DURHAM, N.C. (AP) _ The former prosecutor who led the now-discredited Duke lacrosse rape case never intentionally tried to mislead the court and believed he gave all DNA test results to defense attorneys,
Thursday, August 30th 2007, 11:14 am
By: News On 6
DURHAM, N.C. (AP) _ The former prosecutor who led the now-discredited Duke lacrosse rape case never intentionally tried to mislead the court and believed he gave all DNA test results to defense attorneys, a lawyer for Mike Nifong said Thursday during his criminal contempt trial.
Nifong turned over all the information during the pretrial discovery phase in his case against three Duke lacrosse players, said his attorney, Jim Glover. And when he told a judge the defense had all the DNA test results, it was a mistake _ but little more than an oversight.
``The question is not whether those statements Mr. Nifong made are literally true or literally false,'' Glover told Superior Court Judge W. Osmond Smith III. ``The question is were they willfully and intentionally false and were they also part of an effort ... to hide potentially exculpatory evidence, and that's the issue before the court.''
Defense attorneys for the three falsely accused young men asked a judge to punish Nifong for initially telling the court he had turned over all DNA test results when he knew, and failed to disclose, that genetic material from multiple men was found on the accuser _ but none from any lacrosse player.

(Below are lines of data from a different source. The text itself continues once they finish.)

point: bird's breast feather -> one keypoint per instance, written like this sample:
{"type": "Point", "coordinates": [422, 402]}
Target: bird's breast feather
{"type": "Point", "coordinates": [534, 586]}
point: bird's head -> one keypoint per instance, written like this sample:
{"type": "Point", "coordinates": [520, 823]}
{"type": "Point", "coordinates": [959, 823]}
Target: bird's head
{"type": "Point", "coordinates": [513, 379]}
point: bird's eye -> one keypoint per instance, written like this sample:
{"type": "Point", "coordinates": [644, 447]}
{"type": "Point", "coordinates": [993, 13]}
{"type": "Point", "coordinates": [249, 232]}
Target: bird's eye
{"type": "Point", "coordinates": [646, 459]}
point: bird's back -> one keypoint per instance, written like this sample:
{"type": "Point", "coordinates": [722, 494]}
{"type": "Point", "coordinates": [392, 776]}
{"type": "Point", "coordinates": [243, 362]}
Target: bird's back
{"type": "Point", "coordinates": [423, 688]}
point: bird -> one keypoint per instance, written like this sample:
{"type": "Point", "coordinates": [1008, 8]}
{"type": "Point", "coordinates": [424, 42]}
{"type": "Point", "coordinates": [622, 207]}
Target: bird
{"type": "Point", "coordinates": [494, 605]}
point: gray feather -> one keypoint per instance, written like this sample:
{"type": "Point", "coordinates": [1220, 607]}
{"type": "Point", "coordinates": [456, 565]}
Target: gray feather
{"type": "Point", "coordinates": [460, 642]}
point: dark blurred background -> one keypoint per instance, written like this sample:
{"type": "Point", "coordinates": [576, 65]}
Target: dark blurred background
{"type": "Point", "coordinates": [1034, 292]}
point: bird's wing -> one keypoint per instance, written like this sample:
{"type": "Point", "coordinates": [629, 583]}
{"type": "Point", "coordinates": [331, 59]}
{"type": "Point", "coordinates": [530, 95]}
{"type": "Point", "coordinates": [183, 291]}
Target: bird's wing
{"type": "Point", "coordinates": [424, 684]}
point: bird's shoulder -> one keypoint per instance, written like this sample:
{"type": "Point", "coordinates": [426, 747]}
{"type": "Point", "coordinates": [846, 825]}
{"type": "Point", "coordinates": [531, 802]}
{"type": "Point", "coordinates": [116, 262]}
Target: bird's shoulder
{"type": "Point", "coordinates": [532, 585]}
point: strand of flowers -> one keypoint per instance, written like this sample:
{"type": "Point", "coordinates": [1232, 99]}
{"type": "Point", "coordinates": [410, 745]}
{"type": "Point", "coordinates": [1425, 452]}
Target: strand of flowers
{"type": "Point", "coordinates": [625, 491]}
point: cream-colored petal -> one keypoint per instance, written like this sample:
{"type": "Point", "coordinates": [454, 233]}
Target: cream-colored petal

If held in contempt, Nifong faces up to 30 days in jail and a fine of up to $500. Nifong pleaded not guilty to the charge at the start of the hearing, which began Thursday and was to resume Friday.
Nifong, the former Durham County district attorney, led the investigation into a woman's allegations that she was raped at a March 2006 lacrosse team party where she was hired as a stripper. That spring, Nifong secured indictments against Reade Seligmann, Collin Finnerty and Dave Evans for rape, kidnapping and sexual offense.
A month later, Nifong learned that a private laboratory determined the genetic material found on the woman was from several men, none of whom were Duke lacrosse players.
But Nifong didn't provide that information to the defense until October, and only then amid nearly 2,000 pages of raw DNA test data that defense attorney Brad Bannon testified Thursday took almost all of November to decipher.
Glover said Nifong believed he was being truthful when he told the judge he had given the defense all the DNA testing results, though he didn't always know the specifics in every report, Glover said.
During his cross-examination of Bannon, Glover tried to portray the initial DNA report prepared by lab director Brian Meehan in May 2006 as adequate while suggesting no additional information would have helped clear the players.
``The fact is, you've got nothing significantly exculpatory beyond what you already knew from the report itself,'' Glover said to Bannon.
``That's absolutely false,'' Bannon said abruptly. ``And you know it.''
Meehan, who testified later Thursday, denied that Nifong told him to withhold any exculpatory material. He said he considered the DNA results provided to the defense to be an ``interim'' report since other test specimens had yet to arrive.
Afterward, Meehan told reporters that he included all test results by referring in the report to other ``non-probative'' but unspecified DNA materials _ the genetic material found on the accuser.
When asked why he didn't just list those test results, Meehan said, ``You know, because I'm not perfect, OK? ... I said there are additional evidence items where there were profiles and they're available upon request. There was no intent or thought in my mind to withhold anything.''
In December, six months after receiving the DNA test results, Nifong dropped the rape charges when the accuser changed a key detail in her story. He later recused himself from the case after being charged with ethics violations by the North Carolina State Bar.
State prosecutors took over the case and dropped the remaining charges against the three players in April, calling them innocent victims of a ``tragic rush to accuse.''
Nifong later resigned as Durham County's district attorney. He was disbarred in June for more than two dozen violations of the state's rules of professional conduct during his prosecution of the lacrosse case.